Le diocèse de Chartres comme cadre d’ordonnancement
Le diocèse de Chartres constitue un cadre majeur pour la répartition des maisons et commanderies. Des maisons y sont mentionnées comme ensemble, et une commanderie y est encore localisée en 1373. L’usage persistant de ce ressort diocésain montre que le découpage ecclésiastique sert de grille ordinaire pour situer les établissements et les regrouper.
Dans ce diocèse sont placés plusieurs sites associés au réseau templier : La Villedieu-lès-Maurepas, La Villedieu-en-Dreugesin, Sours, Saint-Victor-au-Perche, La Chaperonnière, Launay-au-Perche, La Renardière et Temple-près-Mondoubleau. Leur énumération fait apparaître un ensemble étendu, qui couvre non seulement le voisinage de Chartres, mais aussi les zones du Perche et d’autres marges du diocèse. Le nom de Chartres ne désigne donc pas seulement un établissement urbain ; il ordonne un territoire composé de maisons dispersées, diversement nommées et hiérarchisées.
Certains de ces toponymes conservent eux-mêmes une empreinte particulièrement nette de l’histoire de l’ordre, comme Temple-près-Mondoubleau ; d’autres, telles les deux Villedieu, s’inscrivent dans des séries toponymiques fréquemment liées à des établissements religieux. Sans qu’il soit possible ici de préciser davantage la structure interne de cet ensemble, Chartres apparaît bien comme le pôle de référence d’un réseau diocésain dense.

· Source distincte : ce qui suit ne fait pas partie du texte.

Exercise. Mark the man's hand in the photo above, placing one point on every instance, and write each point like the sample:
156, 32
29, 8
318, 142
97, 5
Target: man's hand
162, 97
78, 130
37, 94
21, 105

Chronologie et permanence du rôle chartrain
Le jalon le plus net fourni par les mentions conservées est l’année 1373. À cette date, Chartres est encore citée dans un cadre administratif qui associe la ville à la baillie de Chartrain, tandis qu’une commanderie est signalée dans le diocèse de Chartres. Cette permanence de la référence chartraine après la disparition de l’ordre du Temple montre que la ville et son diocèse continuent de structurer la désignation des établissements et de leurs ressorts.
Chartres est aussi mentionnée dans une liste des commanderies du prieuré de France et dans une enquête de 1373 concernant ce même ensemble. Ces occurrences confirment que le nom de Chartres garde une valeur de classement et d’identification dans l’organisation des établissements, au croisement du cadre urbain, du ressort diocésain et des circonscriptions plus larges du pays chartrain.
Portée historique
L’intérêt historique de Chartres réside moins dans la seule existence d’une résidence templière urbaine que dans sa fonction de centre organisateur. Ville possédée par les Templiers, point de localisation de plusieurs entités institutionnelles, siège de rattachement d’une baillie en 1373, Chartres commande aussi un vaste espace diocésain où se distribuent maisons et commanderies.
Au total, Chartres se présente comme un lieu d’établissement et comme un principe d’ordonnancement territorial. La ville, le diocèse qui porte son nom et les diverses commanderies ou maisons qui lui sont rattachées composent un ensemble cohérent, où l’implantation locale se combine avec une fonction durable de polarisation régionale.